Tethers
Roleplaying Log: Tethers
Participants
IC Details
Synopsis:

Rocket and Michael talk registration and the state of SHIELD

Other Characters Referenced:
IC Date: February 02, 2019
IC Location: The Other Bean - Across from the Triskelion
OOC Notes & Details
Posted On: 03 Feb 2019 15:26
Rating & Warnings:
NPC & GM Credits:
Associated Plots

It's a well-known fact that spies run on caffeine. So despite the fact that the Triskelion cafeteria serves coffee (if you can call it that) the nearby coffee shops are often populated with suits. The Other Bean Coffee is one of those places. It's pretty nondescript, but the service is fast and there's plenty of seating. Michael Carter is wearing a three piece oxblood suit with an understated blue tie with a faint check. Nearly everyone around him is staring at a device, but he's reading a physical paper. His legs are crossed. His socks, coincidentally, have raccoons on them.

* * *

The door swings open, but a glance in that direction would reveal no one passing through them, at least if the bottom half of the door were obscured from one's vision. Someone pulls a chair over to the counter, and finally said someone clambers on up so he can look over the counter at the barista, grumbling all the while. A someone who bears all too much a striking resemblance to the creatures embroidered on Michael's socks.

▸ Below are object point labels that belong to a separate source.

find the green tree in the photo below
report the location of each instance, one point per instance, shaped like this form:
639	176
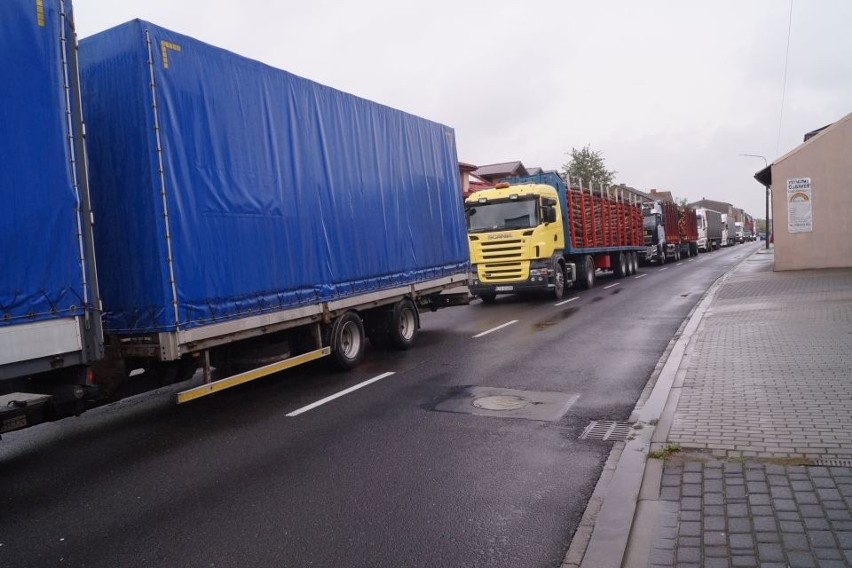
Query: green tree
589	165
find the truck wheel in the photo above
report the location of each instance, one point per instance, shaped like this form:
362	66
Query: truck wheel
620	266
347	341
404	324
586	273
558	281
487	297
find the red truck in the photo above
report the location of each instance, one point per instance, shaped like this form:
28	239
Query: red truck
671	232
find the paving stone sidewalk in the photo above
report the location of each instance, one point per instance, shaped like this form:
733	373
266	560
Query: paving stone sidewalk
763	422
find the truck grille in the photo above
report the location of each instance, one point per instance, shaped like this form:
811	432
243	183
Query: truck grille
501	272
502	251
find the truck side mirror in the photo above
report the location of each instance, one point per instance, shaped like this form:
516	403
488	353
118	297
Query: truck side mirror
550	214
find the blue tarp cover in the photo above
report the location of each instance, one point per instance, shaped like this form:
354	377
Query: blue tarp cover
275	191
41	274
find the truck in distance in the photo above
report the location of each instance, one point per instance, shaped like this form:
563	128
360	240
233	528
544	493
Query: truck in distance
535	234
670	232
709	224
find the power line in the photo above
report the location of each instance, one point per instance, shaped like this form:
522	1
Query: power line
784	86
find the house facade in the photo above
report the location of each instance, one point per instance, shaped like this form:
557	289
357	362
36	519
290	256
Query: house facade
811	191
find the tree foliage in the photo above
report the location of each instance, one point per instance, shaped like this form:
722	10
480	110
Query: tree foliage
589	165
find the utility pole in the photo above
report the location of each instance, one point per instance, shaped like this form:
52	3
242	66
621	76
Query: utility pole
766	165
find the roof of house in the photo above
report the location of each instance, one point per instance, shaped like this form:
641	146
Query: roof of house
501	170
764	176
661	195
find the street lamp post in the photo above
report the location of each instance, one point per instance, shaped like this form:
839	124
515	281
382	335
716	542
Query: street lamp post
766	165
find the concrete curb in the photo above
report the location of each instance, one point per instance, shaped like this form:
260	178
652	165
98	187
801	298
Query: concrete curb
619	536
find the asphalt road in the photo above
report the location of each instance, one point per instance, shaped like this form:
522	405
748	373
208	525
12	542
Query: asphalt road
402	472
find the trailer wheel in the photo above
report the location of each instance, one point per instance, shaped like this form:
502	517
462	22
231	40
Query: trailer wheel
586	273
404	324
487	297
619	264
558	281
347	341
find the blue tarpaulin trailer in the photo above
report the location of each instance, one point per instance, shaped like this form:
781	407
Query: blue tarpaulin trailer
49	322
235	200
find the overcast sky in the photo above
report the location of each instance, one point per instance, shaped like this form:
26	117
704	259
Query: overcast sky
670	92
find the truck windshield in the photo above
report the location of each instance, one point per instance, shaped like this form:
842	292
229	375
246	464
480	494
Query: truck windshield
502	215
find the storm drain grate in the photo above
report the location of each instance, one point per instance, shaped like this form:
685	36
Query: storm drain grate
606	430
834	463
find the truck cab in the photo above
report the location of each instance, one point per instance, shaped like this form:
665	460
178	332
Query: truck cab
516	240
739	233
655	233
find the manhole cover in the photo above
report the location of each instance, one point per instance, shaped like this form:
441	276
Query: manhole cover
606	430
500	402
507	403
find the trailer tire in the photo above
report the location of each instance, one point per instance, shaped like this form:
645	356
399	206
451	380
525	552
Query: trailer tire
347	341
404	324
487	297
586	273
620	266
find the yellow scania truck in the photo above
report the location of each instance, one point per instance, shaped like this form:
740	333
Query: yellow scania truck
535	234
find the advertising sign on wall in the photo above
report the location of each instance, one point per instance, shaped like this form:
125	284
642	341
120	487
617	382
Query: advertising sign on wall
799	209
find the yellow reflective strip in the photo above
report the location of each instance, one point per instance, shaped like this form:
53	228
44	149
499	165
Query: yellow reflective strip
164	47
226	383
40	13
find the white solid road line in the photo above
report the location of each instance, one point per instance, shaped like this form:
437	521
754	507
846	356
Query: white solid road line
341	393
495	328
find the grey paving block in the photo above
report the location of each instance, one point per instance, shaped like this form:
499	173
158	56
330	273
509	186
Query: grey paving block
821	539
770	552
795	541
688	554
799	559
740	541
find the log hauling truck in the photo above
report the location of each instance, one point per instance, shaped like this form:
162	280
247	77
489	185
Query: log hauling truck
535	234
670	232
242	219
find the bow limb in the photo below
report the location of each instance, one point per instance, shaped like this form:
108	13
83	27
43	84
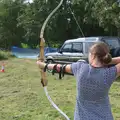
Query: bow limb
41	58
42	43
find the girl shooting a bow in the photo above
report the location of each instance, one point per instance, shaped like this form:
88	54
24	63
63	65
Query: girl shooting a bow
94	80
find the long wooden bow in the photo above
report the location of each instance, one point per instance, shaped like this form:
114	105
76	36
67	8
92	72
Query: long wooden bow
41	58
42	43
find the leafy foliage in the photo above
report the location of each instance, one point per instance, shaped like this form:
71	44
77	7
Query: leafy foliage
20	22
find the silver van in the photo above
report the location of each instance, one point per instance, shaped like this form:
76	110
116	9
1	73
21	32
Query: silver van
77	49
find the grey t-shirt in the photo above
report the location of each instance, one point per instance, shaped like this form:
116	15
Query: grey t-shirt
93	84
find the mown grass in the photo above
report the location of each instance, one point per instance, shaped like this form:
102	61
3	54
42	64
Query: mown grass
22	96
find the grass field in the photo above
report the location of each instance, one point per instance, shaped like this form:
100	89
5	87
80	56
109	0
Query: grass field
22	96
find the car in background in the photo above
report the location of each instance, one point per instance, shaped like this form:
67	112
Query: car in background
78	49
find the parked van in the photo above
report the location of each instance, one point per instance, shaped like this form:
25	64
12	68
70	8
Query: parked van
78	49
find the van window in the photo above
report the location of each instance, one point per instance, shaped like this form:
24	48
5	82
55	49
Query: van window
77	47
67	48
113	43
88	45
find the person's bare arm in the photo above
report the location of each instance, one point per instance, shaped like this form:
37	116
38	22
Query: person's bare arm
116	62
50	66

Rocket's no new face in the area, and certainly not in Triskelion. Even though he spends less and less time there these days, he and his associates are of quite the memorable sort. The small Guardian wears a dark blue down jacket over his usual black, gray and blue outfit. He's brought with him a duffle bag that's half as big as him in length, but it sits at the foot of the chair while he fumbles around his pockets, squinting over at the drink board.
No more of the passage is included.